Language and identity
Sunday Times Editorial: LANGUAGE is very much embedded in culture and is central to entrenching identity. South Africa, a multicultural country in transition, has long realised the powerful role of language in fostering national unity after many years, especially during apartheid, of promoting some languages at the expense of others. So, when a new society came into being in 1994, multilingualism took centre stage.
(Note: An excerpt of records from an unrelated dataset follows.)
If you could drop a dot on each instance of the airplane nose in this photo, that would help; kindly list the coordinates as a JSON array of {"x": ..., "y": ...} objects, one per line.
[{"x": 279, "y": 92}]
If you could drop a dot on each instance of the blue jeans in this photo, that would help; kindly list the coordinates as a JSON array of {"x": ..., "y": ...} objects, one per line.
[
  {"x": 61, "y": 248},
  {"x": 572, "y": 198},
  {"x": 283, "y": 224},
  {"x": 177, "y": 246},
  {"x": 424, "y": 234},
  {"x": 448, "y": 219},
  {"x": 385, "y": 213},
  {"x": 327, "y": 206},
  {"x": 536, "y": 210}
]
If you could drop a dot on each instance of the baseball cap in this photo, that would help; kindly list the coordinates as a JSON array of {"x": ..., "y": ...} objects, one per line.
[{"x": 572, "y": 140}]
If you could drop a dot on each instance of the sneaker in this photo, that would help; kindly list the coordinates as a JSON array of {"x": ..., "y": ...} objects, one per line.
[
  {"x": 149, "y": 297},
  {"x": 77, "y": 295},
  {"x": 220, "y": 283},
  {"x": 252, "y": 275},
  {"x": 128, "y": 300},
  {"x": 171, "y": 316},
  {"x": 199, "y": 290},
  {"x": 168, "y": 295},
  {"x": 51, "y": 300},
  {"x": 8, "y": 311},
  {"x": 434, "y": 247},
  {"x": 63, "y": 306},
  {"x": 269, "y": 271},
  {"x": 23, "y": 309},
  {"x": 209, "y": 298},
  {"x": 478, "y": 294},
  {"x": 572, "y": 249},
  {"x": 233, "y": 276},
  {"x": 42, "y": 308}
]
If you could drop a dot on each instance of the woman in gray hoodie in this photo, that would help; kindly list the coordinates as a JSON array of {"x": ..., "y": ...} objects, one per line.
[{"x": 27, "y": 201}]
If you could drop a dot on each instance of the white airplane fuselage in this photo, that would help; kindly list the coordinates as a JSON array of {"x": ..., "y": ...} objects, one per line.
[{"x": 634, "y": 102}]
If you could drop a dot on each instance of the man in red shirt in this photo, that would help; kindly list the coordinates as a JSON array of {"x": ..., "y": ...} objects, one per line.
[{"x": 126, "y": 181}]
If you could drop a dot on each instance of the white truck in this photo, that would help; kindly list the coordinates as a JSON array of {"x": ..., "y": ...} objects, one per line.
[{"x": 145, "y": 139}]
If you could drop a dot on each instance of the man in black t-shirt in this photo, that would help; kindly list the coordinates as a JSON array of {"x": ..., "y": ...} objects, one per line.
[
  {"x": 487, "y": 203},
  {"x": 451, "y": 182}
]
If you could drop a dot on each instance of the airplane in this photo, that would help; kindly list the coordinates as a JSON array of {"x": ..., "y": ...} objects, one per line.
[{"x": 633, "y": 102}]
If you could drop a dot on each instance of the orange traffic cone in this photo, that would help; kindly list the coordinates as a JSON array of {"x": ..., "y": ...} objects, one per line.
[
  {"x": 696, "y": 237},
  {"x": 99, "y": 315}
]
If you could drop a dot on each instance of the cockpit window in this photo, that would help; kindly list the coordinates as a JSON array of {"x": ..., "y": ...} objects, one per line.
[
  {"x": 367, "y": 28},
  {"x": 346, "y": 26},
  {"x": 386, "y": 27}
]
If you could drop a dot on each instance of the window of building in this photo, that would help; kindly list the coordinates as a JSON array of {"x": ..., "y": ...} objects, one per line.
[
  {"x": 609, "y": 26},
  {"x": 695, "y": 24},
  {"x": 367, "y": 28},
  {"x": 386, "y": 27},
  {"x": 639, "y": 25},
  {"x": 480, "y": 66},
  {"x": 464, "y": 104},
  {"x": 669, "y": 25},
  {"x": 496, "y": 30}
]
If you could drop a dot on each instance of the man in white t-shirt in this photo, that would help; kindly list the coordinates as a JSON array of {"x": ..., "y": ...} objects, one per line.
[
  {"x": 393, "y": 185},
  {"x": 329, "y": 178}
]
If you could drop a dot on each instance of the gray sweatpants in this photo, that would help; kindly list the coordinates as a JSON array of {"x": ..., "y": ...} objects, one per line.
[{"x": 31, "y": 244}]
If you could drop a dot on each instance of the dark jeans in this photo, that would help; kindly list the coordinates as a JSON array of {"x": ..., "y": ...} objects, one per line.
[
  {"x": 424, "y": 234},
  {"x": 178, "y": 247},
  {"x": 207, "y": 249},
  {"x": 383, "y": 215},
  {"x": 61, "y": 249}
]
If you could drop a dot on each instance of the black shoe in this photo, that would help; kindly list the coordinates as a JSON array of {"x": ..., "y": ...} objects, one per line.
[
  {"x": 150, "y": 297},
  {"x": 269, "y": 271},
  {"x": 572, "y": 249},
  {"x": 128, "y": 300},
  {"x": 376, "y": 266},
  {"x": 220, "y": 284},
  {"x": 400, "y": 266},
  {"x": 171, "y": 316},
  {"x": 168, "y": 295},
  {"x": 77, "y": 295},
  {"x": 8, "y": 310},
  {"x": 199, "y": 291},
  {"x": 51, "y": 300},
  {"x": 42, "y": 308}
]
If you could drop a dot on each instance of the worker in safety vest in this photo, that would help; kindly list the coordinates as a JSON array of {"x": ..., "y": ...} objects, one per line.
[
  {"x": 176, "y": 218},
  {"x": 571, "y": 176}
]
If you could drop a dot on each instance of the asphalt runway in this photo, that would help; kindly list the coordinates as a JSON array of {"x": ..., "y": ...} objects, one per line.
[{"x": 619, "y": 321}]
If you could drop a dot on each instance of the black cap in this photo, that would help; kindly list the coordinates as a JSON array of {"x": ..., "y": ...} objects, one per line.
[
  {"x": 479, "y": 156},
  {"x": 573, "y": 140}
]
At school, it was recognised that pupils had the constitutional right to demand mother-tongue tuition. In reality, providing a language of choice has often proved difficult, even contentious, despite schools becoming increasingly integrated. Some schools have been unable, or unwilling, to offer a variety of languages, preferring to stick to English and Afrikaans. Reasons vary. For one, it's economical; there's no need to hire extra teachers. Another reason is the non-availability of a pupil's preferred language in a particular province. Our languages tend to be region-specific.
Whatever the reasons for shunning African languages, the results are dire for pupils who feel they being robbed of a sense of identity. In addition, even if a pupil from another language group wants to learn a new South African language, it's not possible, thereby stifling the growth of our much-vaunted multilingualism.
Indeed, if linguistic trends at school hold, English will maintain its current domination. Some groups are acutely aware of this. AfriForum is up in arms, but it is waging a sectarian battle by concerning itself only with the right of Afrikaans. South Africans need to forge unity in fighting the school language issue. We cannot afford a laager mentality.
Schools need to take African languages seriously and make provision for their teaching. Qualified teachers of indigenous languages need to be found. A distinction needs to be made between pupils who are keen to learn these languages formally - from speaking it to writing it well - and those who wish to get to grips with only the basics to get by in conversation. In a country awash with rich and diverse languages, it's a shame not to seriously promote multilingualism at school.